El problema es que se trata de un modelo en el que ganan las minorías respecto de las mayorías en tanto que las democracias presuponen gobiernos de mayorías respecto de minorías. Desde el punto de vista conceptual se trataría de un antagonismo insalvable. Es aquí, entonces, donde irrumpen los mecanismos de legitimación.

No es posible ganar elecciones prometiendo aumentar tarifas, devaluar y bajar salarios. En cambio sí es posible a posteriori hacerles creer a los trabajadores que sus salarios más bajos son el producto de la violación pasada de leyes naturales e inmutables. Lo mismo sucede con las tarifas. Los servicios públicos más caros no pueden justificarse por la voluntad de generar súper ganancias a las empresas energéticas amigas vía los mayores precios de los hidrocarburos en boca de pozo o la dolarización de los precios en los surtidores. Es mejor hablar, por ejemplo, de la necesidad de aumentar las inversiones para que crezca la producción, aunque tal cosa no suceda.

Luego vienen las concatenaciones. Empujar para arriba precios relativos es inflacionario, en tanto estos precios relativos son componentes del resto de los precios. Desde la teoría convencional se sostiene en cambio que la inflación es producto de la monetización del déficit, de la mayor cantidad de dinero en circulación emergente de gastar más de lo que se recauda. En consecuencia, una vez que aparece el rojo fiscal, en este caso porque se desfinanció al Estado reduciendo los tributos de la parte superior de la pirámide, comienza a enfatizarse la necesidad de reducir el Gasto. El proceso es mostrado como una necesidad impuesta por leyes contables, cuando su verdadero objetivo es reducir el tamaño del sector público, es decir los servicios y la capacidad de regulación e intervención del Estado en la economía.

Observe el lector las transferencias de ingresos producidas: la suba de tarifas y combustibles beneficia a las firmas energéticas, el aumento del tipo de cambio baja los salarios medidos en divisas. La inflación generada sirve para consolidar la baja de salarios y justificar la destrucción del Estado. La reconstrucción de la deuda externa financia la transición y conduce nuevamente al FMI, lo que es visto por los sectores dominantes como una garantía de mantenimiento en el largo plazo de las políticas en curso y, por lo tanto, de la nueva distribución del ingreso alcanzada.

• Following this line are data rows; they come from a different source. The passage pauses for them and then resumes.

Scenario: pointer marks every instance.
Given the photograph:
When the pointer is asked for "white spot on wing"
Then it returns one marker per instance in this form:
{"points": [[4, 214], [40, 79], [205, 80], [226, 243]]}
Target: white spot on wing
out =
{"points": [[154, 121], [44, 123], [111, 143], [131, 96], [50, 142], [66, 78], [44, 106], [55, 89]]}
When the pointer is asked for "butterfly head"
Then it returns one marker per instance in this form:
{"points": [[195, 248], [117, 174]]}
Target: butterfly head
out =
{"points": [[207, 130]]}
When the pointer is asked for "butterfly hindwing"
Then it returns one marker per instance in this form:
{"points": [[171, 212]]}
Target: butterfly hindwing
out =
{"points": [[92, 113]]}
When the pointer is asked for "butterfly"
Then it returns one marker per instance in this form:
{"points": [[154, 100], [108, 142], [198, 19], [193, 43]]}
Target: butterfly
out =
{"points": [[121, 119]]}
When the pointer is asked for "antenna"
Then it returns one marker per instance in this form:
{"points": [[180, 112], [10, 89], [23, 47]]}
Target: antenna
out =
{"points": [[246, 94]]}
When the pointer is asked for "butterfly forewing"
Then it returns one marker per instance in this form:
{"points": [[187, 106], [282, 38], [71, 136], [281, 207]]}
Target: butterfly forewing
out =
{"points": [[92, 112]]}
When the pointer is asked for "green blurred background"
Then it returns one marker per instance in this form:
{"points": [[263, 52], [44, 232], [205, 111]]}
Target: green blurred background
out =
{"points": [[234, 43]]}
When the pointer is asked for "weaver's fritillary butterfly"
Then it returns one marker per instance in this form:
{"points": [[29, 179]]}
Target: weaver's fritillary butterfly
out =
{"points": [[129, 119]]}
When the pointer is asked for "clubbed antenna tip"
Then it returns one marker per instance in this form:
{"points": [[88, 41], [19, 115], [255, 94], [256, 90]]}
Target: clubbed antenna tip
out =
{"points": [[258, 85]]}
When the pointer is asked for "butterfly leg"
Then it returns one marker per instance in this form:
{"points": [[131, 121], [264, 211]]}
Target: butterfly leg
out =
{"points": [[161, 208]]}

La síntesis provisoria es que el modelo de Cambiemos logró su objetivo principal de cambiar los precios relativos de la economía. Este logro no podía ser una promesa electoral, lo que llevó a esconder a los economistas propios durante la campaña. Y por eso el actual oficialismo se limitó a prometer una idea abstracta de cambio más “pobreza cero, combatir el narcotráfico y unir a los argentinos”. El discurso ingenuo fue el producto de la legitimación, la piel de cordero del lobo. El cinismo fue el emergente de la necesidad de enmascarar los objetivos. De salames, nada.

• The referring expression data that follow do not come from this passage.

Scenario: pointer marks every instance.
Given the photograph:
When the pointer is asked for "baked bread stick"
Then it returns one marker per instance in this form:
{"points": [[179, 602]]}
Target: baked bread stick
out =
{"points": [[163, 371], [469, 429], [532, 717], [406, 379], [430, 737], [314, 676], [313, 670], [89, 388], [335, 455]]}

Para la Alianza gobernante el próximo paso consiste en consolidar, y quizá profundizar, el nuevo patrón distributivo. Su principal límite serán los problemas de legitimación. La realidad agrietó el discurso y abrió el camino de la resistencia social. Su núcleo de apoyo se redujo a la minoría intensa de quienes efectivamente querían las transformaciones producidas. El resto de la sociedad comenzó a advertir quien es el pato de la boda.